High-minded and high-heeled

Politics: Sarah Palin isn’t the only conservative female juggling act in politics: Meet Minnesota’s Michele Bachmann | Zoe Sandvig

Associated Press/Photo by Paul Sancya

WASHINGTON, D.C.—Buzzing from the House floor interrupts Michele Bachmann, R-Minn. In a flurry of hot pink she disappears around the corner to cast her vote. Within minutes she is back, sitting on a couch in a Capitol lounge. The perfectly manicured toenails are misleading: The freshman congresswoman is a tax attorney, a full-time mom, and once worked in a fish cannery in Alaska. Before becoming Minnesota's first Republican congresswoman, she also prayed outside of abortion clinics, helped her husband start his own business, and welcomed 23 foster children into her home.
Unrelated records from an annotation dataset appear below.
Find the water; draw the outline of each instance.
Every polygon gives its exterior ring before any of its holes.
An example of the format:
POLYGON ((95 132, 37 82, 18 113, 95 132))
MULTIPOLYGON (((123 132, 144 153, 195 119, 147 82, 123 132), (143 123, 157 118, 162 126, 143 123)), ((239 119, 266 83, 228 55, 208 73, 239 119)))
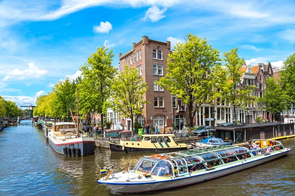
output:
MULTIPOLYGON (((141 195, 295 196, 295 138, 281 141, 293 149, 288 156, 206 182, 141 195)), ((120 172, 143 155, 97 148, 93 155, 64 156, 30 121, 22 121, 0 132, 0 195, 108 196, 110 190, 96 182, 99 168, 114 165, 120 172)))

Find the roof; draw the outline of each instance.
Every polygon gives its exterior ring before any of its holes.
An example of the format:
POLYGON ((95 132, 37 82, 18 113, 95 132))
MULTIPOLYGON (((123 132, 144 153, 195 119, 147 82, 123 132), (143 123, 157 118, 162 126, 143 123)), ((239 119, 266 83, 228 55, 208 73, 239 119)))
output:
MULTIPOLYGON (((293 124, 292 123, 292 124, 293 124)), ((216 130, 228 130, 228 131, 235 131, 238 129, 243 129, 245 128, 255 128, 258 127, 262 127, 262 126, 273 126, 273 125, 277 125, 283 124, 284 123, 282 122, 268 122, 268 123, 256 123, 255 124, 247 124, 244 125, 232 125, 232 126, 214 126, 212 127, 212 129, 216 129, 216 130)), ((291 124, 289 123, 285 123, 285 124, 291 124)))

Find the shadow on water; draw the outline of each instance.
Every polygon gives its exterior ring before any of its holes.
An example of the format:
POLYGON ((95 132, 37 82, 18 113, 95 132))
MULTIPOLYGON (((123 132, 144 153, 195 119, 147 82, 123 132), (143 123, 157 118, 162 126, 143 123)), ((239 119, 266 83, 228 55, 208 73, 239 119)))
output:
MULTIPOLYGON (((295 139, 284 140, 294 149, 295 139)), ((98 184, 99 169, 130 169, 153 153, 113 153, 96 148, 95 155, 69 157, 56 153, 41 130, 30 121, 0 132, 0 195, 108 196, 98 184)), ((291 195, 295 190, 295 153, 218 178, 182 187, 132 195, 291 195)))

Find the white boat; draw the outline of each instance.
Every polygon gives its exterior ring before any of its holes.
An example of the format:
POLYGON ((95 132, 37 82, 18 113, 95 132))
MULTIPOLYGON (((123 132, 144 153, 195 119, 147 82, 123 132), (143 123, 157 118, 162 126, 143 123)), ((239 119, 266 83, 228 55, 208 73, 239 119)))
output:
POLYGON ((111 193, 150 192, 184 186, 227 175, 273 160, 291 149, 278 141, 254 140, 260 147, 214 145, 170 153, 145 156, 132 170, 112 173, 97 182, 111 193), (272 146, 271 146, 272 145, 272 146))
POLYGON ((67 156, 86 156, 94 153, 95 141, 77 134, 74 122, 55 122, 48 130, 48 141, 58 153, 67 156))

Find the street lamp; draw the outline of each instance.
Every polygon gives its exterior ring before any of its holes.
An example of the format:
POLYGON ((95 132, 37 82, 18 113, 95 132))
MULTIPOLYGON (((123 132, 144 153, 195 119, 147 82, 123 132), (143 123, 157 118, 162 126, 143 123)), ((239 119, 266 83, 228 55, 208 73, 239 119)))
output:
POLYGON ((162 113, 163 114, 163 116, 164 116, 164 133, 165 133, 165 124, 166 122, 166 115, 167 113, 167 111, 165 110, 162 110, 162 113))

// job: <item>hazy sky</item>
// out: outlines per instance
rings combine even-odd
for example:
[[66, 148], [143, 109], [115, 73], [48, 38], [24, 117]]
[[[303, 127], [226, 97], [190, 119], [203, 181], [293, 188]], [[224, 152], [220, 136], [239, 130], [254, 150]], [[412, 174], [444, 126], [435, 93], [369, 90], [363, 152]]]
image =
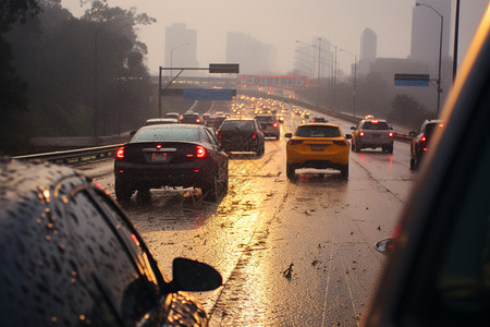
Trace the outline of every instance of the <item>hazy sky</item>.
[[[422, 0], [420, 0], [422, 2]], [[452, 1], [455, 0], [432, 0]], [[277, 50], [278, 73], [293, 68], [295, 40], [313, 43], [323, 37], [338, 48], [359, 57], [360, 34], [373, 29], [378, 57], [406, 58], [411, 52], [412, 10], [415, 0], [108, 0], [111, 7], [147, 13], [157, 20], [139, 27], [139, 38], [148, 46], [147, 64], [152, 74], [163, 64], [164, 28], [185, 23], [197, 31], [197, 60], [200, 66], [225, 61], [226, 32], [244, 32]], [[461, 0], [460, 58], [489, 0]], [[78, 0], [62, 0], [78, 16]], [[454, 13], [453, 13], [454, 15]], [[437, 19], [437, 17], [436, 17]], [[454, 24], [454, 17], [444, 17]], [[452, 28], [454, 31], [454, 28]], [[453, 40], [454, 36], [451, 36]], [[452, 49], [452, 45], [451, 45]], [[175, 55], [174, 55], [175, 56]], [[350, 72], [353, 57], [339, 52], [341, 69]]]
She might not be Sarah Palin, but a noticeable Minnesota accent and Midwestern work ethic put her in the same camp. At 13, Bachmann was forced to become almost financially independent after her parents divorced. She used her babysitting money to buy her own clothes and lunches at school and saved up enough to purchase her first pair of contact lenses. Between college semesters at Winona State University, she took her hardworking streak to Alaska where on one memorable day she cleaned 280 salmon.